Modifying HTTP response
Since code inspection didn't help, I decided to treat the code as a black box, and manually enumerate all outputs for all possible inputs. This can be done by modifying the data in the HTTP response and seeing how the change reflects on the UI. Chrome ships with a feature enabling developers to override HTTP responses, but it only matches the exact URL. In our case, each request was attached with a timestamp, making each request URL different from each other. I need a tool that supports modifying HTTP responses and more powerful URL matching. After trying and comparing, I picked Charles.
Setting up Charles is quite simple. Because I was intercepting HTTPS traffic, Charles needed to act as a "Man in the Middle" to properly decrypt and encrypt HTTPS requests and responses between the browser and the real website server. To make this work, a root certificate, which is owned by Charles, is required to be installed into the system so the browser can trust the traffic sent from Charles. Click "Help -> SSL Proxying -> Install Charles Root Certificate" and follow the guide to install the certificate.
Then enable SSL Proxying by clicking "Proxy -> Start SSL Proxying". Once HTTPS traffic appears in the list, the setup is successful.
Then, I set a breakpoint for the URL I wanted to intercept.
Once I refresh the Google Flights page, Charles will automatically pop up and pause the request, letting me modify anything in the response before sending it to the browser.
Click "Edit Response", Modify the text, and click "Execute".
For the part [2, [[null, 142]], 1, [["EUR", 130]]],
I tried to change the first 2
to 1
,3
and 4
respectively, and got:
and
and
Following this approach, I managed to show all the output strings that appeared in the JavaScript snippet.

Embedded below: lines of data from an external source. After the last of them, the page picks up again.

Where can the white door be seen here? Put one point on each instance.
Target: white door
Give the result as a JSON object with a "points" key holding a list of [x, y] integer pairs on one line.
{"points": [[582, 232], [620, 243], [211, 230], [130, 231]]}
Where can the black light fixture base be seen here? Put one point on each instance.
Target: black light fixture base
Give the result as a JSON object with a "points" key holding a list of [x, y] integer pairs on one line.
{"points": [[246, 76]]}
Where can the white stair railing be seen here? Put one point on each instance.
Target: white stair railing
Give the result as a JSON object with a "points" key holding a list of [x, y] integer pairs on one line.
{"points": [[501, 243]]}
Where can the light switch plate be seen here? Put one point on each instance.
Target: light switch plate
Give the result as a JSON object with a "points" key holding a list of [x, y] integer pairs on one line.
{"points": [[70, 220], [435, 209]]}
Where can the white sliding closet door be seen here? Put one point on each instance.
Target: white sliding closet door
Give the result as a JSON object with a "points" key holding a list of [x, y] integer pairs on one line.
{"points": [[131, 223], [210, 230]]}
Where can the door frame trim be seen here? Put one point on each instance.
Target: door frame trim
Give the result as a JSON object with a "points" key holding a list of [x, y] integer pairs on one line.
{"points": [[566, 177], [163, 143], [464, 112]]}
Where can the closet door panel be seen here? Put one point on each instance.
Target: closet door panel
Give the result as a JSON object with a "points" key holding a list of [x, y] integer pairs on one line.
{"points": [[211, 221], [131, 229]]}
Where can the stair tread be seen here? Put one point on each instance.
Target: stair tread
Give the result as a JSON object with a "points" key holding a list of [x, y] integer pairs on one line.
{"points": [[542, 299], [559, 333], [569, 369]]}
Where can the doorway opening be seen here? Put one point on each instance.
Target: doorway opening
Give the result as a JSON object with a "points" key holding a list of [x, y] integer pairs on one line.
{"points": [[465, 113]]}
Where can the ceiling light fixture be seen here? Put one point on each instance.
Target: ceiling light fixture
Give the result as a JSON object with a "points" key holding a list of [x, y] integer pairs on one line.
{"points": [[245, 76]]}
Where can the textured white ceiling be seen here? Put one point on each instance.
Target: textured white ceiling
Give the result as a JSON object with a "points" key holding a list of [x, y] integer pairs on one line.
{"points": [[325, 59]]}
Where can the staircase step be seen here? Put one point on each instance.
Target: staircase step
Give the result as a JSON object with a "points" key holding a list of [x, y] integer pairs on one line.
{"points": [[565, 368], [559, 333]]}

Here is the final extracted UI logic (in Ruby).
For the first line
case array[2][0]
when 1
"No carry-on bags"
when 2
if array[2][1]
"1 carry-on bag: #{[array[2][1][0][1], array[2][4][0][1]].compact.join('-')}"
else
"1 carry-on bag available for a fee"
end
when 3
"1 free carry-on"
end
For the second line
case array[0][0]
when 1
"No checked bags"
when 2
if array[0][1]
"1st checked bag: #{[array[0][1][0][1], array[0][4][0][1]].compact.join('-')}"
else
"1st checked bag available for a fee"
end
when 3
if array[1][0] == 3
"2 free checked bags"
else
kg = another_array[3]
if kg && kg > 0
"1st checked bag up to #{kg} kg free"
else
"1st checked bag free"
end
end
end
They are quite different from the logic in the JavaScript code. (e.g. there was no case 4
). This can be an alternative approach when reading the obfuscated JavaScript code is hard.
Conclusion
In this blog post, I introduced two ways to extract information from Google's protobuf-encoded JSON response. Code inspection is relatively easier and more efficient, but when code inspection doesn't work, we can let different data run through the code and monitor the output - a black-box way of peeking at the code logic. Thanks for reading. I hope you find it helpful.